Trente-huit personnes ont été arrêtées, trente-trois d’entre elles ont été remises en liberté après versement d’une amende. La plupart des personnes interpellées affirment avoir été frappées et avoir subi de mauvais traitements aux mains des policiers pendant leur garde à vue. À l’heure où nous rédigeons ces lignes, cinq membres de l’opposition – Merab Chikashvili, Giorgi Chitarishvili, Giorgia Sabandze, Micheil Meskhi, Dachi Tsaguria et David Patsatsia – restent en détention pour trente jours pour des motifs relevant du droit administratif. Les représentants de l’Association des jeunes avocats géorgiens, une organisation non gouvernementale géorgienne, ont fait savoir qu’ils n’avaient pas été autorisés à leur rendre visite ni à les défendre lors de leur procès. Le médiateur qui a vu les cinq hommes en détention administrative le 17 juin a confirmé que les traces de blessures qu’ils portaient concordaient avec les affirmations selon lesquelles ils auraient été frappés à la tête et sur le corps.

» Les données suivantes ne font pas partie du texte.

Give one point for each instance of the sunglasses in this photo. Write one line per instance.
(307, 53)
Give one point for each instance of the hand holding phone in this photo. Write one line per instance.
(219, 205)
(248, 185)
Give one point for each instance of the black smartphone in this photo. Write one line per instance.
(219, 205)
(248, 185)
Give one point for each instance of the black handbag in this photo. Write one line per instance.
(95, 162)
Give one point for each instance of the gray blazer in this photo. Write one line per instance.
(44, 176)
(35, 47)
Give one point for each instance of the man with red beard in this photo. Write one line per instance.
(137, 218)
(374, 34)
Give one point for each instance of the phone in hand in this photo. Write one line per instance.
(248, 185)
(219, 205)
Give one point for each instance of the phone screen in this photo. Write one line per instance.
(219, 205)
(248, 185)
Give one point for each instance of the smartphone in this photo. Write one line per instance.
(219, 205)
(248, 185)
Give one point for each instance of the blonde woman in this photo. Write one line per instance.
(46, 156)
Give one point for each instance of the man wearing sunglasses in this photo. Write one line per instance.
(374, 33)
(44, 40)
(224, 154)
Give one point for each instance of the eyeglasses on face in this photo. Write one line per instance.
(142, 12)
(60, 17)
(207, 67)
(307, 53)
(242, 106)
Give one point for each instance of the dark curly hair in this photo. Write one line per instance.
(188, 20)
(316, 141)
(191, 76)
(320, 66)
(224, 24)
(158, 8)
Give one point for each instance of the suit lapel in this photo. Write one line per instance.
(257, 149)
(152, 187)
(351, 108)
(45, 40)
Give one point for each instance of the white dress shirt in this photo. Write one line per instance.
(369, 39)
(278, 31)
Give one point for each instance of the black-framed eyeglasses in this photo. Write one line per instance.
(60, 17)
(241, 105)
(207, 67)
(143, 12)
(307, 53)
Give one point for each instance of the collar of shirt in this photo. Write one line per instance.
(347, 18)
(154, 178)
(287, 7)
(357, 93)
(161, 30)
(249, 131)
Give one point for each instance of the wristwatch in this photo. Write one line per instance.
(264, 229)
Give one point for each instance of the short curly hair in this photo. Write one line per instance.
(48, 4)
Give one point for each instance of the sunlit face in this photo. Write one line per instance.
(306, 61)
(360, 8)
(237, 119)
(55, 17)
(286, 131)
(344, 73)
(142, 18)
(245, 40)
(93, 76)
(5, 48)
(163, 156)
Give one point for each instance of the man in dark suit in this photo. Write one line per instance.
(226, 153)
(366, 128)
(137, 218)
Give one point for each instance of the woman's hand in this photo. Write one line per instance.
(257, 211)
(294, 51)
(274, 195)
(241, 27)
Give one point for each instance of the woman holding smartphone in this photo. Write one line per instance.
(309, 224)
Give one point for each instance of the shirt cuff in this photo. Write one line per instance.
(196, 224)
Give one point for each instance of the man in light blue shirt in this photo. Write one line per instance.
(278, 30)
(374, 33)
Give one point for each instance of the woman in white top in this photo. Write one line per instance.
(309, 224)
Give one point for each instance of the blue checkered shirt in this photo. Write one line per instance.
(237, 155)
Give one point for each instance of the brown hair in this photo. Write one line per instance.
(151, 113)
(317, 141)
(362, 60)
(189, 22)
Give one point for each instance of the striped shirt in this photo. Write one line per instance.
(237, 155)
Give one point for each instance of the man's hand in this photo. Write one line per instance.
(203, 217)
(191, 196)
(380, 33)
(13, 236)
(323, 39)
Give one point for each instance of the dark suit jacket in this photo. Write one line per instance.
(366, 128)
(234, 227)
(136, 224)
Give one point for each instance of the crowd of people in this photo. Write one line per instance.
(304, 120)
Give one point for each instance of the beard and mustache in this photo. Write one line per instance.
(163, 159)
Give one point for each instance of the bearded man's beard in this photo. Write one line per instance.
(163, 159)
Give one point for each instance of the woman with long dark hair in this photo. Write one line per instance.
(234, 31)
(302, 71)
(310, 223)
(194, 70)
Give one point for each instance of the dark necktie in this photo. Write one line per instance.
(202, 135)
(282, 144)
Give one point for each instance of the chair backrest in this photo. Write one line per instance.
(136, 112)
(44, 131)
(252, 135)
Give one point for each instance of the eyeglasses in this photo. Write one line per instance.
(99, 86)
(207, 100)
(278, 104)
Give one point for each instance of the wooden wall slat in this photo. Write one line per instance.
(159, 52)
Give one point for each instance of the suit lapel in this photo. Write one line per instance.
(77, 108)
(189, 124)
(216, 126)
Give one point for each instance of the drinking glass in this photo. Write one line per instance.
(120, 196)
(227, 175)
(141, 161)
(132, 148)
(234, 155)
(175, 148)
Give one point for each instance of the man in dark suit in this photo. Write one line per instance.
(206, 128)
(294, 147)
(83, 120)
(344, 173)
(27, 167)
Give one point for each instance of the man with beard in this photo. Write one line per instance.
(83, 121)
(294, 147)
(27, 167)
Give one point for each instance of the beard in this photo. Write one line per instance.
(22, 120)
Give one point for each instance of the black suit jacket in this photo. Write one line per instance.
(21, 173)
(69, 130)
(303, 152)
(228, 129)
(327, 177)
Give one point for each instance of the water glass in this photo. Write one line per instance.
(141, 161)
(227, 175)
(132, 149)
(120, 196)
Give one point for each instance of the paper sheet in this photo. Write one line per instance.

Amnesty International reconnaît que les forces de l’ordre ont la responsabilité et l’obligation, aux termes du droit international, d’assurer la sécurité des personnes et des biens. Toutefois, il est du devoir des autorités de veiller à ce que les opérations de maintien de l’ordre pendant les manifestations se déroulent dans le respect des normes internationales. Elles doivent notamment veiller à ce qu’il ne soit fait usage de la force qu’avec modération, à ce que l’action soit proportionnelle à la gravité de l’infraction et à l’objectif légitime à atteindre, à ce que les responsables de l’application des lois s’efforcent de ne causer que le minimum de dommages et d’atteintes à l’intégrité physique et respectent et préservent la vie humaine. Lors de la dispersion de la manifestation de l’opposition le 15 juin toutefois, les policiers auraient eu recours à la force en violation des normes précédemment citées. Amnesty International est consciente que plusieurs policiers ont également été blessés le 15 juin et que des violences ont également été signalées de la part de partisans de l’opposition. L’organisation réaffirme toutefois que ces allégations ne devraient pas servir d’excuse pour passer outre aux normes internationales relatives à l’usage de la force par des policiers.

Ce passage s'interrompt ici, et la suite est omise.